5

Is it possible to syntax highlight doxygen in C/C++ code?

QtCreator and Vim both support basic highlighting so \param, \note... etc are highlighted differently.

ideasman42
  • 8,375
  • 1
  • 28
  • 105

3 Answers3

4

Posting own answer since I didn't find an existing method *.

This is generic Doxygen highlighting, it doesn't try to be too strict since doxy supports so many different expressions.

  • \[anything] and @anything are matched (until non whitespace).
  • #symbol uses stricter matching ([a-zA-Z0-9_\.\:]+).
  • Doxy comment styles /** … */, /*! … */, /// … are supported.
  • Symbols quoting 'symbol', `symbol` and ``symbol``
  • HTML tags also supported (from javadoc).

Configuration:


(require 'cc-mode)
;; Generic doxygen formatting
(defconst custom-font-lock-doc-comments
  (let ((symbol          "[a-zA-Z0-9_]+")
        ;; We may want to add more here.
        (symbol_extended "[a-zA-Z0-9_\.\*\-\:]+")
        ;; Struct references #struct.value or class::member.
        (symbol_member   "[a-zA-Z0-9_\.\:]+"))
    `
    ((,
      (concat "</?\\sw"  ;; HTML tags.
              "\\("
              (concat "\\sw\\|\\s \\|[=\n\r*.:]\\|"
                      "\"[^\"]*\"\\|'[^']*'")
              "\\)*>")
      0 ,c-doc-markup-face-name prepend nil)
     (,(concat "\'" symbol_extended "\'") ; 'symbol'
      0 ,c-doc-markup-face-name prepend nil)
     (,(concat "\`" symbol_extended "\`") ; `symbol`
      0 ,c-doc-markup-face-name prepend nil)
     (,(concat "\`\`" symbol_extended "\`\`") ; ``symbol``
      0 ,c-doc-markup-face-name prepend nil)
     (,
      (concat
       "[\\@]"           ;; start of Doxygen special command
       "\\(?:"
       "[a-z]+\\|"       ;; typical word Doxygen special @cmd or \cmd
       "[[:punct:]]+"    ;; non-word commands
       "\\)")
      0 ,c-doc-markup-face-name prepend nil)
     (,(concat "#" symbol_member) ; #some_c_symbol.some_member
      0 ,c-doc-markup-face-name prepend nil))))

;; Matches across multiple lines:
;;   /** doxy comments */
;;   /*! doxy comments */
;;   /// doxy comments
;; Doesn't match:
;;   /*******/
(defconst custom-font-lock-keywords
  `((,
     (lambda (limit)
       (c-font-lock-doc-comments
           "/\\(//\\|\\*[\\*!][^\\*!]\\)"
           limit custom-font-lock-doc-comments)))))

Note that projects that use a single doxygen comment prefix
might use a simpler match on the initial comment,
eg: `"/\\*\\*"` or `"/\\(//\\|\\*\\*\\)"`

* There is doxymacs but it was last updated in 2007 and seems more heavy-weight than I'm looking for (not available from package manager, requires compiled binaries).
* Minor improvement based on @John32ma's answer.

ideasman42
  • 8,375
  • 1
  • 28
  • 105
2

Here's an attempt at improved Doxygen syntax highlighting based on ideasman42 answer.
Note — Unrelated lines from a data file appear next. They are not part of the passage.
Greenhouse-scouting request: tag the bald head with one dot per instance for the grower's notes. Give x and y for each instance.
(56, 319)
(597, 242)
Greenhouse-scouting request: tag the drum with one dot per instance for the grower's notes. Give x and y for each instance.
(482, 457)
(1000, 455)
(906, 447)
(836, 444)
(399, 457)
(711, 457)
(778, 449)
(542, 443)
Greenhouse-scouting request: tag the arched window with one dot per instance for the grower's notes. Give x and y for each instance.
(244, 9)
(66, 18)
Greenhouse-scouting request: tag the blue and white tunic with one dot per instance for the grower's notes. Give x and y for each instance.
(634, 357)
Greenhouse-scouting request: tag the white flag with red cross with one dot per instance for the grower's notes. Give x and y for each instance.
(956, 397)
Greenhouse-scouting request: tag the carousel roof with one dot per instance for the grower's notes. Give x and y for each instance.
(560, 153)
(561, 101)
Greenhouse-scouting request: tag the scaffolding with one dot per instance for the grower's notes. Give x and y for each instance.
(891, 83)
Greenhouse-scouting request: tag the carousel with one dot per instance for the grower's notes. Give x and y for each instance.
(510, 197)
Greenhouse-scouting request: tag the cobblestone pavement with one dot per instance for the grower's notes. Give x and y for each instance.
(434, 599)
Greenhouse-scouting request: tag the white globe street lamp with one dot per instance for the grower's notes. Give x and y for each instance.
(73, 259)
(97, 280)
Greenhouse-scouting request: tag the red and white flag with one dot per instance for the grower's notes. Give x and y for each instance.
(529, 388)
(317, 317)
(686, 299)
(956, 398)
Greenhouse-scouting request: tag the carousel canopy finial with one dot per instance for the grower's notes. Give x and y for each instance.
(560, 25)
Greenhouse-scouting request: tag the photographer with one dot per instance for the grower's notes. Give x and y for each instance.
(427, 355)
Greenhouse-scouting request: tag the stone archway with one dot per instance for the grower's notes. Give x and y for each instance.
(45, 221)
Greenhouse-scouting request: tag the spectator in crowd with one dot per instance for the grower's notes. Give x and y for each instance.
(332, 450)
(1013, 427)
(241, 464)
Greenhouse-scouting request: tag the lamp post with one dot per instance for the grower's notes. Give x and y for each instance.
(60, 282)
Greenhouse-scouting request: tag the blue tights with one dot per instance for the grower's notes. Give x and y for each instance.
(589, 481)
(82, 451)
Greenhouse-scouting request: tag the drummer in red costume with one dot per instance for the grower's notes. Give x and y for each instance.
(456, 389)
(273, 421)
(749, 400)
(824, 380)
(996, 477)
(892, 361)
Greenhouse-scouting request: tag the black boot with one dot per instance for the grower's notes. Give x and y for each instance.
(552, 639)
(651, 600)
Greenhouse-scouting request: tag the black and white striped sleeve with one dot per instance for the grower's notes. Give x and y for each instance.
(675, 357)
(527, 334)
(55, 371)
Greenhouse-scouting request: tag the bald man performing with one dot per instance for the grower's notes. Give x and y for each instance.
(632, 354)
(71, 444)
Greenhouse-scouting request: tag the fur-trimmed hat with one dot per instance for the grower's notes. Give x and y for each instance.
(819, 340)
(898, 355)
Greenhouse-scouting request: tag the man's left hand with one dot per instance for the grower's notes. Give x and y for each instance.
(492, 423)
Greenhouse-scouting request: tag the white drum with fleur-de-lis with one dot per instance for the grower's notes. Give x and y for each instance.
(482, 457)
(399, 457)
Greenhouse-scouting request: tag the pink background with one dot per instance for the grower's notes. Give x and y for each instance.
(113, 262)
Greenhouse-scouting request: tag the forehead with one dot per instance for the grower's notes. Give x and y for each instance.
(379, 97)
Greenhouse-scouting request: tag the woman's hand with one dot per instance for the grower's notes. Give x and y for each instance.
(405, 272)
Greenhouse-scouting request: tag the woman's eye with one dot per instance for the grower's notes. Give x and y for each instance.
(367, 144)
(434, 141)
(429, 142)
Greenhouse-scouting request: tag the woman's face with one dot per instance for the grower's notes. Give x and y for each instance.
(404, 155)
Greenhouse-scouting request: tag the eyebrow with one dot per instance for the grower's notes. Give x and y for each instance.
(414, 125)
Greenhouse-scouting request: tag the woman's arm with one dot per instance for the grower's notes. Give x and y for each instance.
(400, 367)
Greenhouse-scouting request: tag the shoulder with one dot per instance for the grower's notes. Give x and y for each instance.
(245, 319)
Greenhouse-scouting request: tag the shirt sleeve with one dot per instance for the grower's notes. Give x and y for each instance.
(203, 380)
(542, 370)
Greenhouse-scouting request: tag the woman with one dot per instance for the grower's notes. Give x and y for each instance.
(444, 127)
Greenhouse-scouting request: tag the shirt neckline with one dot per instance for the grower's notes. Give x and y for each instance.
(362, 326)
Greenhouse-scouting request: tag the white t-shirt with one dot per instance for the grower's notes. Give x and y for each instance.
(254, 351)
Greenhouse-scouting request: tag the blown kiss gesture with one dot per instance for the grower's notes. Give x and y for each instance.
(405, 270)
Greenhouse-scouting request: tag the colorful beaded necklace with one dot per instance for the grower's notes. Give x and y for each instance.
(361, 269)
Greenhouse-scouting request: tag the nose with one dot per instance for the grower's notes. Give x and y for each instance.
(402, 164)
The code:

(require 'cc-mode)

(defface doxygen-verbatim-face
  '((default :inherit default))
  "Face used to show Doxygen block regions"
  :group 'font-lock-faces)

(defface doxygen-match-face
  '((default :inherit default)
    (t :underline t))
  "Face used to show Doxygen region start end commands"
  :group 'font-lock-faces)

(defconst custom-font-lock-doc-comments
  `(
    ;; Highlight Doxygen special commands,
    ;;   \cmd or @cmd
    ;; and the non [a-z]+ commands
    ;;   \\ \@ \& \# \< \> \% \" \. \| \-- \--- \~[LanguageId]
    (,(concat
       "\\(?:"
       "[\\@][a-z]+"     ;; typical word Doxygen special @cmd or \cmd
       "\\|"
       ;; non-word commands, e.g. \\ or @\
       "[\\@]\\(?:\\\\\\|@\\|&\\|#\\|<\\|>\\|%\\|\"\\|\\.\\|::\\||\\|---?\\|~[a-z]*\\)"
       "\\)")
     0 ,c-doc-markup-face-name prepend nil)
    ;; Highlight autolinks. These are referring to functions, so we use a different font face
    ;; from the Doxygen special commands.
    (,(concat
       "\\(?:"
       ;; function() or function(int, std::string&, void*) or more complex where we only
       ;; match the first paren, function(x->(), 2*(y+z)).
       "[A-Za-z_0-9]+(\\([A-Za-z_0-9:&*, ]*)\\)?"
       ;; ClassName::memberFcn or the destructor ClassName::~ClassName. Can also do unqualified
       ;; references, e.g. ::member. The parens are optional, ::member(int, int), ::member(a, b).
       ;; We only require matching of first paren to make cases like ::member(x->(), 2*(y+z))
       ;; work. We don't want \::thing to be highlighed as a function, hence reason to look for
       ;; class::member or space before ::member.  Note '#' can be used instead of '::'
       "\\|"
       "\\(?:[A-Za-z_0-9]+\\|\\s-\\)\\(?:::\\|#\\)~?[A-Za-z_0-9]+(?\\(?:[A-Za-z_0-9:&*, \t]*)\\)?"
       ;; file.cpp, foo/file.cpp, etc. Don't want to pickup "e.g." or foo.txt because
       ;; these are not autolinked so look for common C++ extensions.
       "\\|"
       "[A-Za-z_0-9/]+\\.\\(?:cpp\\|cxx\\|cc\\|c\\|hpp\\|hxx\\|hh\\|h\\)"
       "\\)")
     0 font-lock-function-name-face prepend nil)
    ;; Highlight URLs, e.g. http://doxygen.nl/autolink.html note we do this
    ;; after autolinks highlighting (we don't want nl/autolink.h to be file color).
    ("https?://[^[:space:][:cntrl:]]+"
     0 font-lock-keyword-face prepend nil)
    ;; Highlight HTML tags - these are processed by Doxygen, e.g. <b> ... </b>
    (,(concat "</?\\sw"
                "\\("
                (concat "\\sw\\|\\s \\|[=\n\r*.:]\\|"
                        "\"[^\"]*\"\\|'[^']*'")
                "\\)*>")
     0 ,c-doc-markup-face-name prepend nil)
    ;; E-mails, e.g. first.last@domain.com. We don't want @domain to be picked up as a Doxygen
    ;; special command, thus explicitly look for e-mails and given them a different face than the
    ;; Doxygen special commands.
    ("[A-Za-z0-9.]+@[A-Za-z0-9_]+\\.[A-Za-z0-9_.]+"
     0 font-lock-keyword-face prepend nil)
    ;; Quotes: Doxygen special commands, etc. can't be in strings when on same line, e.g.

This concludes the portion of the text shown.